Mrs. Krishnan pushed the hair out of his eyes. “Sometimes we want what others have. We want them not to succeed. But I do think you can change bad luck and hope for the best.”

Sree still didn't understand. “Why?”

“Maybe you can ask Lalitha Patti if we visit her in December.”

“Are we going to India?” he asked.

“Are we?” Neela asked. She felt a glimmer of hope despite herself. Her best friend, Pavi, also had family in Chennai and always went there in December. Maybe Neela would get to see her if they went at the same time. Which would be good since Neela wasn't sure how Lalitha Patti would react to being around the grandchild who had lost her veena.

“I'd rather go in June,” Mrs.

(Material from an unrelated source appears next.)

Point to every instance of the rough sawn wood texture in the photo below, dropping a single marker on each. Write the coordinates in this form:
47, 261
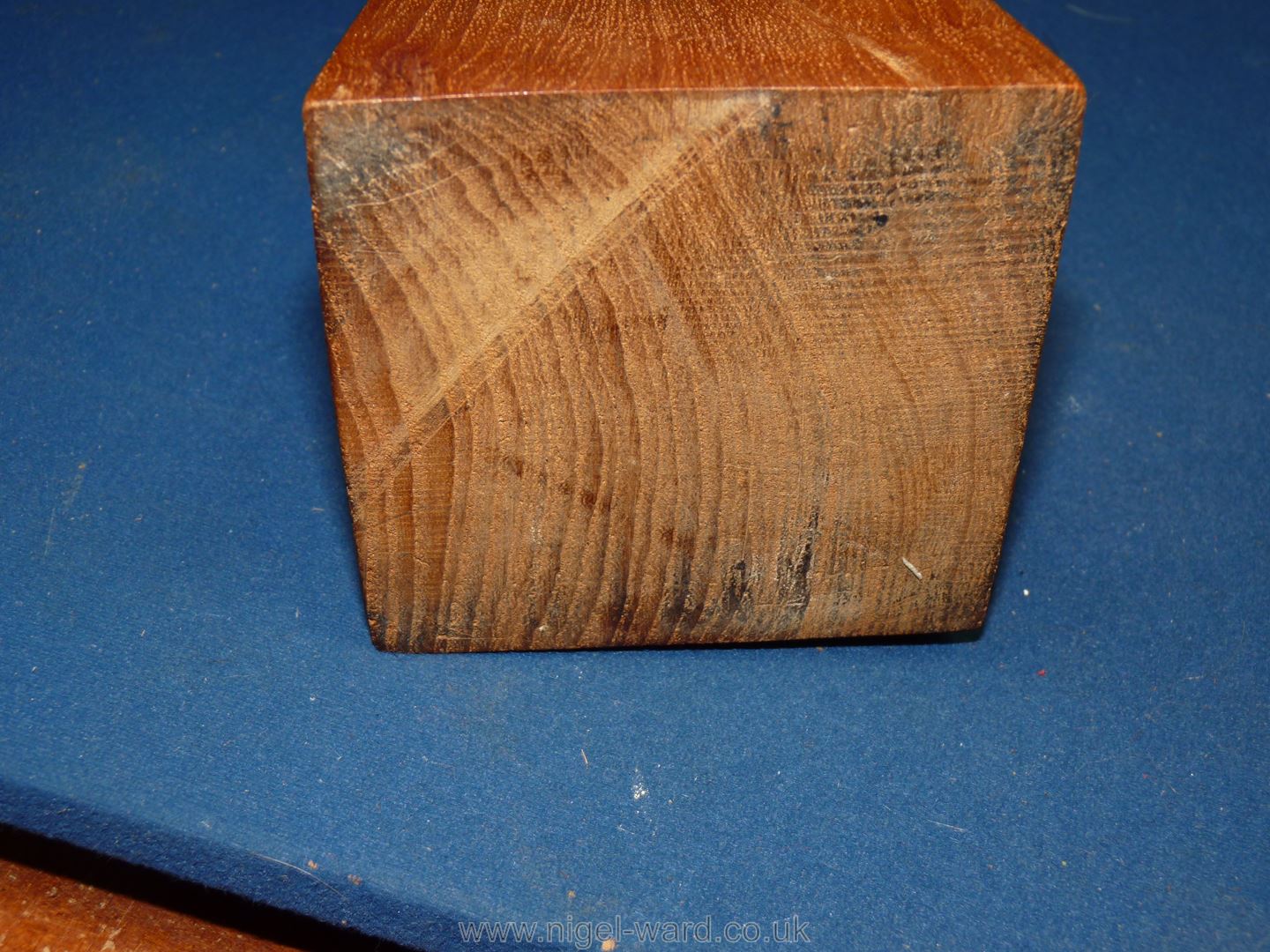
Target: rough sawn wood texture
673, 323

Krishnan said, “but I may need to finish up my classes in the summer.”

“So you can help people take their medicine?” Sree asked. This was his rough understanding of what pharmacy was all about.

“Yes, Sree.”

As Mrs. Krishnan cleaned off the brass plate, Neela thought of all the people who could wish her bad luck. Amanda? Hal? Or was it someone else she didn't know?

That night, Neela had a hard time falling asleep. She kept thinking of Hal and the missing veena, and what her grandmother would say when she found out the awful truth. She remembered that on her visits to India, Lalitha Patti would take the veena out only on certain days, as if it was too special to use daily. And when she did, she would practice on it for hours and talk to no one. Why her grandmother would then send such a special instrument to Neela, it was hard to say. But she had, and now Neela felt that in the biggest and most terrible way, she had let her grandmother down. Was it bad luck, as her mother said? Neela wasn't sure. But her only hope was to find the veena before her grandmother heard what happened.

Neela got up from bed. The floor was cold under her feet as she made her way quietly down the hall. She would ask her mother if they could go back to the stone church tomorrow after school. They could have another look around. Maybe Neela had missed something the first time.

As she got closer to her parents' bedroom, she heard voices inside. She was about to knock on the door, when she heard her father speaking in Tamil. From the way he kept starting and stopping, she could tell he was on the phone.